Let $U=\{(x,y)\in\Bbb{R}^2~|~1<x^2+y^2<4\}$. Let $p,q\in U$. Show that there is a continuous map $\gamma:[0,1]\to U$ such that $\gamma(0)=p,\gamma(1)=q$ and such that $\gamma$ is differentiable over $(0,1)$.

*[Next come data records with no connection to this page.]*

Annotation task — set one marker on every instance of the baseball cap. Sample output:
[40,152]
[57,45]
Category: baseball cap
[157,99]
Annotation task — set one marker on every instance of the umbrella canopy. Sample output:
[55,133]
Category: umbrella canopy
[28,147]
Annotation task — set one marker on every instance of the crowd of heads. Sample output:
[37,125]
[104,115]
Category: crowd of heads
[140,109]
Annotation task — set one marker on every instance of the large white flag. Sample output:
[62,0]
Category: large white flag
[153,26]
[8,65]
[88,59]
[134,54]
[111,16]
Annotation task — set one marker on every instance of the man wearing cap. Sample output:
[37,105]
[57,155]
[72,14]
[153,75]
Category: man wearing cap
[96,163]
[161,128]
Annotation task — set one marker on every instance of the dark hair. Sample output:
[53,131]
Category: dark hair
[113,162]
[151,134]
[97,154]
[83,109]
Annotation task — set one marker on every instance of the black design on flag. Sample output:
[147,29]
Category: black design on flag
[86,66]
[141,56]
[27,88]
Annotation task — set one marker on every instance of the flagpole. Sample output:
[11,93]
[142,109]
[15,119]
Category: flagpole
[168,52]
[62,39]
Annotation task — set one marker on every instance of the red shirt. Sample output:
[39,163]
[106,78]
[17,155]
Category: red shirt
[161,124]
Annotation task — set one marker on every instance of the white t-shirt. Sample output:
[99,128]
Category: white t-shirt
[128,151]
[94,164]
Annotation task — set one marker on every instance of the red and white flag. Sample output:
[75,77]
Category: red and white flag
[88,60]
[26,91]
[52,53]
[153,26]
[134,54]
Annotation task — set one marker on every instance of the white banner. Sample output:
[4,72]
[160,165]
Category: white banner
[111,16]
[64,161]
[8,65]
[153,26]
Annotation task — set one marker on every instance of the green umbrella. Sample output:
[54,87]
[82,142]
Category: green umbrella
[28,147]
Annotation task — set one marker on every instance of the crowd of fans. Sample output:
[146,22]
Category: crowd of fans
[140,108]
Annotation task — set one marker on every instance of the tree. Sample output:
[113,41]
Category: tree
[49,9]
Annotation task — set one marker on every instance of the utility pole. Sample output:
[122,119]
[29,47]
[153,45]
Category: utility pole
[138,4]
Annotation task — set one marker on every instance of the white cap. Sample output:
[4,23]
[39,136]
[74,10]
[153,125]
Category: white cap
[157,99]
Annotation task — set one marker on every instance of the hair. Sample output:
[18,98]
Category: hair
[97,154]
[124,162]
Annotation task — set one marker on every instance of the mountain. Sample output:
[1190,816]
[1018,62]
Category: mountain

The existence of a continuous map is trivial because the given set $U$ is path connected. But how do I find a map that is also differentiable.
On
Presumably, you showed path-connectedness using polylines piecewise linear curves). For open $U\subseteq \Bbb R^n$, you can always obtain an approximating smooth path from a polyline $\gamma\colon[0,1]\to U$. First, extend $\gamma$ symmetrically beyond $0$ and $1$ to $[-1,2]$. $$\hat\gamma(t):=\begin{cases}\gamma(t)&0\le t\le 1\\ 2\gamma(1)-\gamma(t)&1\le t\le 2\\ 2\gamma(0)-\gamma(t)&-1\le t\le 0\end{cases} $$ Then pick $h>0$ and define $\tilde\gamma\colon[0,1]\to\Bbb R^n$, $$\tilde\gamma(t)=\frac1{2h}\int_{-h}^h\hat\gamma(t+u)\,\mathrm du=\frac1{2h}\int_{t-h}^{t+h}\hat\gamma(u)\,\mathrm du. $$ We automatically have $\tilde\gamma(0)=\gamma(0)$, $\tilde\gamma(1)=\gamma(1)$, $\tilde\gamma '(t)=\frac1{2h}(\hat\gamma(t+h)-\hat\gamma(t-h))$, i.e., $\tilde\gamma$ is one level smoother that $\gamma$. Remains to show that we can achieve that $\tilde \gamma$ is in $U$ by making $h$ small enough. Use compactness of the path and openness of $U$
You can explicitly construct it here: $p=(r\cos(\alpha),r\sin(\alpha))$ and $q=(s\cos(\beta),s\sin(\beta))$ and thus by linear interpolation for both the radius and angle: $$\gamma(t)=((1-t)r+ts)(\cos((1-t)\alpha+t\beta),\sin((1-t)\alpha+t\beta))$$ which is obviously differentiable and lies within $U$, since $1<((1-t)r+ts)<2$ for $t\in[0,1]$.